Add JWT validation auth middleware

[RichDom2185]

Part of #16.

Adds a middleware that ensures all requests to protected routes must be authenticated (unless in development mode). Authentication is based on RS256 public key verification, with the JWKS source coming from the main backend (currently defined using an environment variable, to be refactored in a future PR).

Note that as our backend does not have the necessary DB schema/structure to support full user verification, as of now, the middleware only validates that the user has been authenticated with the main backend before granting requests (it has no notion of which user is currently accessing the service in order to support the features/roles defined in #15 and #18).

[github-actions[bot]]

coverage: 84.066%. remained the same when pulling e5cbf43d2900d7d502ae2549a40a390ea7848012 on jwt-auth-validation into 5fc47cccabd74fcc8a33f85764efb384a2d9a037 on main.

[RichDom2185]

@YaleChen299 due to the way the service uses a singular JWKS source, at the moment. This service can only support a one-to-many relationship between the main backend and the stories backend.

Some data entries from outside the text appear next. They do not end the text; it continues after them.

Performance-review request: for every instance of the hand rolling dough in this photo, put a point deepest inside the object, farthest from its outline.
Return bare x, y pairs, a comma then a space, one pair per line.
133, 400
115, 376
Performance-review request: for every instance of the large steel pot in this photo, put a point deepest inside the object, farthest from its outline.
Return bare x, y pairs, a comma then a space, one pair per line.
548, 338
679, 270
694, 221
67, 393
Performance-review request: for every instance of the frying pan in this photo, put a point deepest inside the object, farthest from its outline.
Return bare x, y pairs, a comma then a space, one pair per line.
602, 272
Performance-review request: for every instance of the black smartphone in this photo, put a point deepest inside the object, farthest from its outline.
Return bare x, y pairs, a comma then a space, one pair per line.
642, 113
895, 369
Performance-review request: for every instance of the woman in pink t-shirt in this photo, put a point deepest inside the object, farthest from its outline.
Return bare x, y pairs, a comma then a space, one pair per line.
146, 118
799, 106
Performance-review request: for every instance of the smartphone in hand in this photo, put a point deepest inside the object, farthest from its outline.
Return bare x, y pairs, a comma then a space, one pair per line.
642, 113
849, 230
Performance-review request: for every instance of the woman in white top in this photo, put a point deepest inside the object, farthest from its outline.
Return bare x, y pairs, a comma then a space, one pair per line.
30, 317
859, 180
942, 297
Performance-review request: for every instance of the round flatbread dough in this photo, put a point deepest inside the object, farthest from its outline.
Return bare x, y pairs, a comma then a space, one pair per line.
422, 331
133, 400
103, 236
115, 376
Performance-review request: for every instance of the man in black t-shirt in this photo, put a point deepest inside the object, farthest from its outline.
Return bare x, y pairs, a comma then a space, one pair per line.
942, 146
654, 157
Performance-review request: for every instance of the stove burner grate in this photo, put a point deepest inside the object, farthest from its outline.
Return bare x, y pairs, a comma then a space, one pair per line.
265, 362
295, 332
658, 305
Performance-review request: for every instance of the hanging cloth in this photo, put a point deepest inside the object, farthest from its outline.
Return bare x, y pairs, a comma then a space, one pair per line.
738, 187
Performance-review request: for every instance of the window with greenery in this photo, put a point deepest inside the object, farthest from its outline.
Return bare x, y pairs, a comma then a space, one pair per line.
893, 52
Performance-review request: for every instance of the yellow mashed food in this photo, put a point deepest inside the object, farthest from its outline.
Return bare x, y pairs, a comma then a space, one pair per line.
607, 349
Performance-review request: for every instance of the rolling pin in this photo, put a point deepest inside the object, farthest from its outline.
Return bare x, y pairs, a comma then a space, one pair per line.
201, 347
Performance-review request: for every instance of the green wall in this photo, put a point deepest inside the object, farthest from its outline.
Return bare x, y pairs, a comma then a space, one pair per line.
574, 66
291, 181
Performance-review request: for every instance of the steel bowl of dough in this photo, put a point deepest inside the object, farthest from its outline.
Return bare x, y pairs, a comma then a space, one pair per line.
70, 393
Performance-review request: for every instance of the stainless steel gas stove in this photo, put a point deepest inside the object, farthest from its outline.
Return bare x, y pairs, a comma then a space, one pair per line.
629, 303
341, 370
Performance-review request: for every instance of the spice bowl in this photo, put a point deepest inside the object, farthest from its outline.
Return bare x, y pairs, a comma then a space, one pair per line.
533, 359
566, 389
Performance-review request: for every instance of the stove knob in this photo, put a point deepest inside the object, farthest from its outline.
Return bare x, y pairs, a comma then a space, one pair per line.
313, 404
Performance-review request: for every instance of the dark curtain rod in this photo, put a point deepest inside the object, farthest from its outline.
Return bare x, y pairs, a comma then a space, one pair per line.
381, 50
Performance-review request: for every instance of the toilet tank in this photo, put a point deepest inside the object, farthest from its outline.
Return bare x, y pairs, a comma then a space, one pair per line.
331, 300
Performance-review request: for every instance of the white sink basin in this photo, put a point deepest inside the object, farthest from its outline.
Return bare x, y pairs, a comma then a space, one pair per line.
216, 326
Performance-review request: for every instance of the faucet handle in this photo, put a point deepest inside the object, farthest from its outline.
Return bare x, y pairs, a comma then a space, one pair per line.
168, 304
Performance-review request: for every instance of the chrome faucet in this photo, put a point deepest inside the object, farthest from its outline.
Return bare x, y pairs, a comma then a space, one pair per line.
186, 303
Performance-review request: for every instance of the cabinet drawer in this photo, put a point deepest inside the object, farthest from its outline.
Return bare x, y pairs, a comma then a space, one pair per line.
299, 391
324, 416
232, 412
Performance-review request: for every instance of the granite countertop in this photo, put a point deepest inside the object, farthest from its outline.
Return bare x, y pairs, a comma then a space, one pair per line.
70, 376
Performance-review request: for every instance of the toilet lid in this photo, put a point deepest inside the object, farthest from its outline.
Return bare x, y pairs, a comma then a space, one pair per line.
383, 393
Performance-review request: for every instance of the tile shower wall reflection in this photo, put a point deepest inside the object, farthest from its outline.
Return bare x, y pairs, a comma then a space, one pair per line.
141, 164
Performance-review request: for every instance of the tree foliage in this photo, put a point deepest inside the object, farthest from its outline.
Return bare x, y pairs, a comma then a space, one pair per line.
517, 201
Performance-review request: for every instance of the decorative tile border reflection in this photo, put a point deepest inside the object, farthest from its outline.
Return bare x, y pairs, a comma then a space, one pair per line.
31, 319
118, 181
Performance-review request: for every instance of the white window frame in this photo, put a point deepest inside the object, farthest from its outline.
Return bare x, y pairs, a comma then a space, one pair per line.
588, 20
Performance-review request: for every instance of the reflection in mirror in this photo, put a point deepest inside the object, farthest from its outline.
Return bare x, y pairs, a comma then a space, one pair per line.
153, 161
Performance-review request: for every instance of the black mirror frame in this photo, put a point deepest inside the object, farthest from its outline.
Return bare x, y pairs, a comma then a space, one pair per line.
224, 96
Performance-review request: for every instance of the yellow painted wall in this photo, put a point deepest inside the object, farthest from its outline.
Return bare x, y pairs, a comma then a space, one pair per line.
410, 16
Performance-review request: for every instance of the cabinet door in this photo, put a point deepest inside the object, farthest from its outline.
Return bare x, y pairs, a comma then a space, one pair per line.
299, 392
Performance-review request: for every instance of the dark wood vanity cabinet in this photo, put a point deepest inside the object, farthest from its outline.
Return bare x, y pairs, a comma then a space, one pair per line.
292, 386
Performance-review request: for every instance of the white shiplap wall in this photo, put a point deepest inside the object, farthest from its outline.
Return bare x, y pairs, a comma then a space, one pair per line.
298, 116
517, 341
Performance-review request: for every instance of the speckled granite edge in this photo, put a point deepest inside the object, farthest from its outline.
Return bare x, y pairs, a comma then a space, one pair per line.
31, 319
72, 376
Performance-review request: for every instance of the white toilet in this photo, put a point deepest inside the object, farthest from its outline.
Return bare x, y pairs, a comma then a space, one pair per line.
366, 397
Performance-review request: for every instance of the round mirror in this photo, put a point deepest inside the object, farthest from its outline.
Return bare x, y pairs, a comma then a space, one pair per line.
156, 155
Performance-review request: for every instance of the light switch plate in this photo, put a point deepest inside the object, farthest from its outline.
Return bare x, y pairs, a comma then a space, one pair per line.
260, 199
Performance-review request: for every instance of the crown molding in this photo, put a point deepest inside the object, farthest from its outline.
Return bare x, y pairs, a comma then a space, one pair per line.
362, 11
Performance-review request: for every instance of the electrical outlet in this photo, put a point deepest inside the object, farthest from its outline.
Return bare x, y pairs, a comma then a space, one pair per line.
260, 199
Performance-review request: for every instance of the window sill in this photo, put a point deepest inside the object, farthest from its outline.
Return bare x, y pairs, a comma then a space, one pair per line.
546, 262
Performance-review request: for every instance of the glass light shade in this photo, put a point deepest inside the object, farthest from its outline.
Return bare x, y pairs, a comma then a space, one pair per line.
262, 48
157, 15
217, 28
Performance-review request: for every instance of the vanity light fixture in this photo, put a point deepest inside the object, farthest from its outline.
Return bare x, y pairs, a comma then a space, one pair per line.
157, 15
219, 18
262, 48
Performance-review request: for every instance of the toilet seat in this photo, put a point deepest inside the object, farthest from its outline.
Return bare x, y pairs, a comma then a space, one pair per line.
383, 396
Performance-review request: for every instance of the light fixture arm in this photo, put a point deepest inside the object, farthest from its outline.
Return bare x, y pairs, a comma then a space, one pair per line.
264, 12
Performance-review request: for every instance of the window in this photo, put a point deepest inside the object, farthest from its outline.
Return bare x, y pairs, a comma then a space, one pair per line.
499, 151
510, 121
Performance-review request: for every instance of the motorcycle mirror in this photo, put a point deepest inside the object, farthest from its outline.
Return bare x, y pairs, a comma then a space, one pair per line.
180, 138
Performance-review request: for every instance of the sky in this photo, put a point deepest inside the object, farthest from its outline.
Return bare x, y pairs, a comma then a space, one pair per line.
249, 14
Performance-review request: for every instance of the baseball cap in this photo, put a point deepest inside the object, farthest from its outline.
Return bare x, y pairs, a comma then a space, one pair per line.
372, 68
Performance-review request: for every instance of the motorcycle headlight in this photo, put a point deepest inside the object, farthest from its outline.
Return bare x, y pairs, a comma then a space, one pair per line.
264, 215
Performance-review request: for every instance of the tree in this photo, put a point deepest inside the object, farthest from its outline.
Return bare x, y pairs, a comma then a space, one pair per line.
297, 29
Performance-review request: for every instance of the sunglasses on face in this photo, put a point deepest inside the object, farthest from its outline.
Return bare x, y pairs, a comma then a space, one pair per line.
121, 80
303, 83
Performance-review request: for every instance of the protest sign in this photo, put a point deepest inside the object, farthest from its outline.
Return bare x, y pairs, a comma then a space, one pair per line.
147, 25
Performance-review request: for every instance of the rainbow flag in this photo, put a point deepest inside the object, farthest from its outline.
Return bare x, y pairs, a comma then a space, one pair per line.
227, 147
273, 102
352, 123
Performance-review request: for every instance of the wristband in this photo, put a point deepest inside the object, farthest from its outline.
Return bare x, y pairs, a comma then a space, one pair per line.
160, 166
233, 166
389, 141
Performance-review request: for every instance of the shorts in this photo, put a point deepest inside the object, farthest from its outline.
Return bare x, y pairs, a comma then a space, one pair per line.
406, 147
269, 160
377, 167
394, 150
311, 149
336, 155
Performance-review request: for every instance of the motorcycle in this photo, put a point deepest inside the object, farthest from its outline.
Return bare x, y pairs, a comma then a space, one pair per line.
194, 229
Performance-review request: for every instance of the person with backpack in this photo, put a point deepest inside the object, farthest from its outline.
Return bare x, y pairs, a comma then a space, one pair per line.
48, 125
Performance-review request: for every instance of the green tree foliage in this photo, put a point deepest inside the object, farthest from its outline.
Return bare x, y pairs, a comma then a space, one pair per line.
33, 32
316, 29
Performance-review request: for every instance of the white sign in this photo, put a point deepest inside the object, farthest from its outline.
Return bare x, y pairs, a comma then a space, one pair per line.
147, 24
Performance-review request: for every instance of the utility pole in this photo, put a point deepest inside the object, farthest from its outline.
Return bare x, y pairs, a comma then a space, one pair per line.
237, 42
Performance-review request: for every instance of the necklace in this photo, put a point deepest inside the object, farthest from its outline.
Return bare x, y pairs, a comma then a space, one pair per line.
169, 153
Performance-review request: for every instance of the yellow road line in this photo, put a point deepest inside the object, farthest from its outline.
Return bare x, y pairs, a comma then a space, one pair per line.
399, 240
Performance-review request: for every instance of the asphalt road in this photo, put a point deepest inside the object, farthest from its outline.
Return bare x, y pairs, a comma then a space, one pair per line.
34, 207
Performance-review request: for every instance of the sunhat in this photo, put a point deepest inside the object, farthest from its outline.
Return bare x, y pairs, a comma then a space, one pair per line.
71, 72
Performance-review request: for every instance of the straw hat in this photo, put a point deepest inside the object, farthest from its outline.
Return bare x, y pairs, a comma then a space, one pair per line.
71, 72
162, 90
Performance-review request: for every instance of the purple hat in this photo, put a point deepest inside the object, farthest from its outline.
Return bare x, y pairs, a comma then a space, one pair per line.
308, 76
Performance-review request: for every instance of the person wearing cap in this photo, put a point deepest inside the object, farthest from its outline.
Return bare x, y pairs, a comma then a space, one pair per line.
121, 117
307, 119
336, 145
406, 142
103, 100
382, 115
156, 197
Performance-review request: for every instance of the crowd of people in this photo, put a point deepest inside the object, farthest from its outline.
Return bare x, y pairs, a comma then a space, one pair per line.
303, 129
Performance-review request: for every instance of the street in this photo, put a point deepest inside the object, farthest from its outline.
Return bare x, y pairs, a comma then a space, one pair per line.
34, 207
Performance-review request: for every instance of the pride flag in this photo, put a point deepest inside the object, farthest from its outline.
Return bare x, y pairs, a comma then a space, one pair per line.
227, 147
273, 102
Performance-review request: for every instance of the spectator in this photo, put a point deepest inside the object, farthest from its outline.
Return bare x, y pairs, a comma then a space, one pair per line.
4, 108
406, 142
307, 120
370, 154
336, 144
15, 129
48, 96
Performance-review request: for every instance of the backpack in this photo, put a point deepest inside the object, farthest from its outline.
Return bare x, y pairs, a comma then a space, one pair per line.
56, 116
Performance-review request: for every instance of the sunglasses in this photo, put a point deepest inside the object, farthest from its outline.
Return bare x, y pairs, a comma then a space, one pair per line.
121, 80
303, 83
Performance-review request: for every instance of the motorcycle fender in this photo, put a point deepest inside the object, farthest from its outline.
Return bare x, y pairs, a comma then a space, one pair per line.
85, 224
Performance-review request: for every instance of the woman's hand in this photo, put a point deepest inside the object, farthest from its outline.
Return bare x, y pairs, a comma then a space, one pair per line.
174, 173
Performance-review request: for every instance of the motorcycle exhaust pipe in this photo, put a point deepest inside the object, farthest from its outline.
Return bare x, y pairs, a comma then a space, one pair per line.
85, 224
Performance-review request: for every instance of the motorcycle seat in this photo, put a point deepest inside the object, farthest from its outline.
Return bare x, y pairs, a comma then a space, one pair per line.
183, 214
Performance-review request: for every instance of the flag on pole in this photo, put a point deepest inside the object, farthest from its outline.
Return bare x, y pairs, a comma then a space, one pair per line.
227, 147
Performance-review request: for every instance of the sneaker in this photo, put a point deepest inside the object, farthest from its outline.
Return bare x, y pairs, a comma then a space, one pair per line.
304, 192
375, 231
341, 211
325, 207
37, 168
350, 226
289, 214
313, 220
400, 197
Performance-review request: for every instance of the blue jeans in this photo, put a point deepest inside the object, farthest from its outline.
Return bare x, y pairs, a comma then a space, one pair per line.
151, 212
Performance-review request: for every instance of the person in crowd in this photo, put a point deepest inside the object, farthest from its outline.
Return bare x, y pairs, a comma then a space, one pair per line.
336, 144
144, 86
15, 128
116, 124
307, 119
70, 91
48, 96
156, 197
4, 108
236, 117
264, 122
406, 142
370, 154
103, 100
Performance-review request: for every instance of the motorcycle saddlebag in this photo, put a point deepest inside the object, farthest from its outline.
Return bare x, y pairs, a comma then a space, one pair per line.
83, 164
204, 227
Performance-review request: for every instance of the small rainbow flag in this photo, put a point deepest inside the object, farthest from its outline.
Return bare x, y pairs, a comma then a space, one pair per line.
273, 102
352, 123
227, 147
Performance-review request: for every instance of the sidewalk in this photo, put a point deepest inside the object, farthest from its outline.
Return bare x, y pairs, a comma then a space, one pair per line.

However, this implementation should be flexible enough to support a many-to-many relationship to fully support multitenancy as defined in #15, via a relatively simple refactor to use maps instead of strings pointing to multiple JWKS sources.

[YaleChen299]

@YaleChen299 due to the way the service uses a singular JWKS source, at the moment. This service can only support a one-to-many relationship between the main backend and the stories backend.

However, this implementation should be flexible enough to support a many-to-many relationship to fully support multitenancy as defined in #15, via a relatively simple refactor to use maps instead of strings pointing to multiple JWKS sources.

This is to say to allow tokens issued by other trusted backends as well right? In this case, do we need add the respected source manually?